Back in 2014, the US Government issued a search warrant to Microsoft asking the company to hand over details about customers that are held on servers outside of the US, specifically a customer with emails stored in Ireland. Today, a new report published in the National Law Journal is showing that to perhaps further challenge the government’s argument in the battle, Microsoft is citing a recent opinion of the Supreme Court that finds that U.S. laws can not apply to global conduct without Congressional approval.
In their report, The National Law Journal cites a letter to the US Court of Appeals written by a Microsoft lawyer. In the letter, Microsoft notes that the government is using a statute to seize emails stored on a foreign computer. As The National Law Journal notes, Microsoft finds that the “presumption against extraterritorial application applies,” and, “Congress, as required, has not made its intent clear that the statute applies abroad.”

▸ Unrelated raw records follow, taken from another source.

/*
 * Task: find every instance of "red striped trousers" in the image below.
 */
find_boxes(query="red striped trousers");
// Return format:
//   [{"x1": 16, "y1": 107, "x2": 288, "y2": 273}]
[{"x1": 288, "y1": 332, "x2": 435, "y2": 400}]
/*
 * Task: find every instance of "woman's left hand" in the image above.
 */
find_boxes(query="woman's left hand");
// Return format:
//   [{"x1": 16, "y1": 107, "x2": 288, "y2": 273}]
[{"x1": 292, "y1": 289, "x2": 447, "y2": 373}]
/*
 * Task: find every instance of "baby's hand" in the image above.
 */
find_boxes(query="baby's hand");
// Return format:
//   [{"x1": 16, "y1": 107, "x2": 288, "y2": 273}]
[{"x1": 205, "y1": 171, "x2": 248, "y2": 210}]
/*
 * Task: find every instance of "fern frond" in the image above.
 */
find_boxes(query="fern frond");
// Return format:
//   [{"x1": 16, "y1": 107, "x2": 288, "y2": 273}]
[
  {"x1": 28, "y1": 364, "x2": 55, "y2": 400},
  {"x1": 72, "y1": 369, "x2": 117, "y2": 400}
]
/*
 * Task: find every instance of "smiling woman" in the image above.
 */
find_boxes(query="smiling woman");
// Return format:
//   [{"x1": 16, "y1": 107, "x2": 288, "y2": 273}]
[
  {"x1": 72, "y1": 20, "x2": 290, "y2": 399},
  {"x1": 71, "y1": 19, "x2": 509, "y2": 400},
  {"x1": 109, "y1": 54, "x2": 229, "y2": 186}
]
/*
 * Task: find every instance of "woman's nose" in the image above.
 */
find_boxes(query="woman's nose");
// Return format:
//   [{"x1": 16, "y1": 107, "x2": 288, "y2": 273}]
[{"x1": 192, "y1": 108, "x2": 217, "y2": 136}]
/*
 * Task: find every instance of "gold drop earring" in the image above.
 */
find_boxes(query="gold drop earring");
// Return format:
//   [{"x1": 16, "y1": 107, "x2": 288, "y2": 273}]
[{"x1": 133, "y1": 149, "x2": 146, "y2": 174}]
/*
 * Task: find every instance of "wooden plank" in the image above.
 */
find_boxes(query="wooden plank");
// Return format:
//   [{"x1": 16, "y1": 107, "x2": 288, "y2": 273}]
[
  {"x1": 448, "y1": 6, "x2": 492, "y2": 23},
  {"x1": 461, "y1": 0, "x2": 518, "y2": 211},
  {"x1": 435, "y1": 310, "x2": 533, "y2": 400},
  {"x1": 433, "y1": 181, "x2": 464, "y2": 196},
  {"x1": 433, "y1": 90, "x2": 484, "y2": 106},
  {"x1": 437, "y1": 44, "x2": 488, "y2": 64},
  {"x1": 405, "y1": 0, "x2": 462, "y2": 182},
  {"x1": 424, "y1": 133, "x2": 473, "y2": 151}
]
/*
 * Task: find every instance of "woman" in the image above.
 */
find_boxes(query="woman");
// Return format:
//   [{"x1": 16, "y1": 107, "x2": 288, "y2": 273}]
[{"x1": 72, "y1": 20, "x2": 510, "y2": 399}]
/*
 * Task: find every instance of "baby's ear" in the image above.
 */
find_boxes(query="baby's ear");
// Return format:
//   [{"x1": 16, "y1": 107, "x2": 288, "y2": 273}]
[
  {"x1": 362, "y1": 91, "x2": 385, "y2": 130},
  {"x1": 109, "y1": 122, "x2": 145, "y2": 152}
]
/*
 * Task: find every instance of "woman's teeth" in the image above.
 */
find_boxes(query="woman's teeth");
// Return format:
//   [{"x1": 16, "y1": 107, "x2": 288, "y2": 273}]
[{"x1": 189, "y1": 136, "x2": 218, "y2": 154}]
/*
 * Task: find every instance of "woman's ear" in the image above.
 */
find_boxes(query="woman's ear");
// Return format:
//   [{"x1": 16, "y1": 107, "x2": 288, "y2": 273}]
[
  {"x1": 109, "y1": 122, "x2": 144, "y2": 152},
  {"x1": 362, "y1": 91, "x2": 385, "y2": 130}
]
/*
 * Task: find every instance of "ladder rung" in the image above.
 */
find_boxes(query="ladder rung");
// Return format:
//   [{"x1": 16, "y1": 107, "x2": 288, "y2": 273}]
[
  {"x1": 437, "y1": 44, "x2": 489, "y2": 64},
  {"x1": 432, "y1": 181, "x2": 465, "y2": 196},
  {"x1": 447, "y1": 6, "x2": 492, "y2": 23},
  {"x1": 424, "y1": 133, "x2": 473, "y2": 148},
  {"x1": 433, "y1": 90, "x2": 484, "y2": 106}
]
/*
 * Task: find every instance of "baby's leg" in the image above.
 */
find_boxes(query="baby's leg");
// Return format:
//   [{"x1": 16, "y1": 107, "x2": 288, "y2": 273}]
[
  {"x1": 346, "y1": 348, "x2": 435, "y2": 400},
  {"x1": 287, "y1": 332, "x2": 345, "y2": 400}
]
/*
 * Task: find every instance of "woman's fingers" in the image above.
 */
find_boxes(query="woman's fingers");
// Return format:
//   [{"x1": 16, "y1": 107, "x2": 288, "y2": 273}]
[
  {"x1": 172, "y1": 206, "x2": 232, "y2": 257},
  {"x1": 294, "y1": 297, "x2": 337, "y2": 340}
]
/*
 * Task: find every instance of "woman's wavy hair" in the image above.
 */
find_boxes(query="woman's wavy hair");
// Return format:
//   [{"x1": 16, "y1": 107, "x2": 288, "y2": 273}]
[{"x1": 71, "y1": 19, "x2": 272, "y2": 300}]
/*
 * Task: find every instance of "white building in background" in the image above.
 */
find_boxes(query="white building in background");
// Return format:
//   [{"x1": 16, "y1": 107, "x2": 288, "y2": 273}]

This “presumption against extraterritorial application,” dealt with in the recent Supreme Court ruling, basically says that unless a law specifically includes a cross-nation application, it must be presumed to be US only.
The Supreme court ruling that Microsoft also cites in its letter involved a ruling in the case of RJR Nabisco v. European Community. A decision in that case was similar to Microsoft’s battle with the US Government, where the justices found that racketeering law applies extraterritorially in some circumstances, but a private plaintiff must show an injury within the United States to recover damages.
Microsoft lost a court case in the Ireland email case late in 2014, but has appealed.